Nos últimos anos a cidade, sofreu múltiplas transformações, “fruto de uma ideia de cidade concreta, que tem vindo a ser implementada com muito sucesso, através de um conjunto de programas municipais ambiciosos”, afirmou o deputado municipal, sublinhando que mudanças estruturais como, o direito ao Rio, ao espaço publico e a caminhar e à qualidade do ar, faz de Lisboa uma cidade verdadeiramente metropolitana.
“Mas ao longo do último ano pouco ouvimos sobre urbanismo” e “muitos projetos foram suspensos ou até mesmo enterrados”. Isto porque a visão desde executivo parece não existir e está na hora de a conhecermos, defendeu Pedro Roque Domingues na sua intervenção.

Por sua vez, o deputado municipal Silvino Correia, referiu que, por muito evoluída e inovadora que seja uma cidade, “se não tiver o problema da habitação resolvido, será sempre uma comunidade incompleta”. Defende por isso, que os decisores devem ter como prioridade preservar o seu tecido social, enquanto fator de sustentabilidade de um habitat, realçando a importância de aumentar o Parque Público de Habitação, fator que no nosso país não passa de uns insignificantes 2%, comparativamente a alguns países europeus que possuem entre 17% e 30%.
Quanto a Lisboa, Silvino Correia disse na sua intervenção, que é preciso fazer mais, ir além dos Programas existentes onde milhares de famílias inscritas esperam por uma habitação.
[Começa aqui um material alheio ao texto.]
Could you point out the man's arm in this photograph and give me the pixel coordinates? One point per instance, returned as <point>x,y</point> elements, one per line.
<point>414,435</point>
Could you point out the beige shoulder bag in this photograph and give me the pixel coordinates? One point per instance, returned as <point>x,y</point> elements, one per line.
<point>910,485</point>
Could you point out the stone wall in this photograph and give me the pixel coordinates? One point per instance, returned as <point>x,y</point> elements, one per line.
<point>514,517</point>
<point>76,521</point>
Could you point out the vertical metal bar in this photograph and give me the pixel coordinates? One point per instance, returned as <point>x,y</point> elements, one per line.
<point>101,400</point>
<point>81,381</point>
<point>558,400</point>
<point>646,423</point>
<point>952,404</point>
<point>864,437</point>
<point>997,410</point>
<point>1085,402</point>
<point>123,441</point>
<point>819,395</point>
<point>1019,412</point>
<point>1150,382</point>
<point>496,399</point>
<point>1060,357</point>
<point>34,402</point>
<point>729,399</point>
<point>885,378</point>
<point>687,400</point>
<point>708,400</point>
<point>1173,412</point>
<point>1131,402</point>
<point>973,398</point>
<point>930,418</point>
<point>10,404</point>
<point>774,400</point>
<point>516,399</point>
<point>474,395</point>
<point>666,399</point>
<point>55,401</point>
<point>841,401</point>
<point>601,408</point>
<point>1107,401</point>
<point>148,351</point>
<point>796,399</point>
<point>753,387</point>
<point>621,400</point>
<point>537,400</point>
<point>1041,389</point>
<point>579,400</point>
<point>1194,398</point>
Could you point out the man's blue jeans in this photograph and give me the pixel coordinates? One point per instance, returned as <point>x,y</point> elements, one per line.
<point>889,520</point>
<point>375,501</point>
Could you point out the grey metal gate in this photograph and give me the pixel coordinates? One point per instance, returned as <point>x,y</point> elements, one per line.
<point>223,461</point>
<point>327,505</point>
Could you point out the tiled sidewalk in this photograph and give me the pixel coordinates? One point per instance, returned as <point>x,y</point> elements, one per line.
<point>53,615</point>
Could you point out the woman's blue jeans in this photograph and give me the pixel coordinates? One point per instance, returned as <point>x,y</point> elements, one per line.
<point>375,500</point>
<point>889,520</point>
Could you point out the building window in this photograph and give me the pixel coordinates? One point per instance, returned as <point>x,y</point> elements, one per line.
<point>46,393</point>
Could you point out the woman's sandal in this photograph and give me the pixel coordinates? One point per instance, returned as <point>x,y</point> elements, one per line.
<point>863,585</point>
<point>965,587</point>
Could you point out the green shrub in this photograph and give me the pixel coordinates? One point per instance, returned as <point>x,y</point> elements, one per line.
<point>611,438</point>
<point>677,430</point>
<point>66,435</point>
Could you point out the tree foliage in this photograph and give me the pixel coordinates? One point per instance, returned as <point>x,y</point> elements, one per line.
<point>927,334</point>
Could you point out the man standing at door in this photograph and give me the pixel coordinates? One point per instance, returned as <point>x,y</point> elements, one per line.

O deputado municipal e também presidente da Junta de Freguesia do Beato defendeu ainda que o executivo municipal deve investir na habitação e no que considera ser o maior problema da cidade de Lisboa, destacando, para isso, uma parte significativa do orçamento para a construção de um verdadeiro Parque Público de Habitação em Lisboa.

Debater a habitação em Lisboa é prioritário, para o que considera ser o maior problema da vida da cidade, referiu Jorge Marques. Em consequência do aumento do custo da habitação, quer para a compra quer para o arrendamento, “hoje Lisboa é uma cidade disfuncional, apenas disponível para as famílias de elevados rendimentos”, afirmou.
De acordo com o Conselho Municipal de Habitação, apenas 20% dos que vivem em Lisboa têm possibilidade de comprar uma nova casa em Lisboa, com um endividamento abaixo de 35% de rendimento, valores que impõem a saída de grande parte da sua população, referiu Jorge Marques. Defendeu ainda, na sua intervenção, uma cidade para todos e a necessidade de “assumir o estado de emergência habitacional e tomar a defesa da habitação de forma intransigente” alargando a oferta da habitação pública a toda a cidade.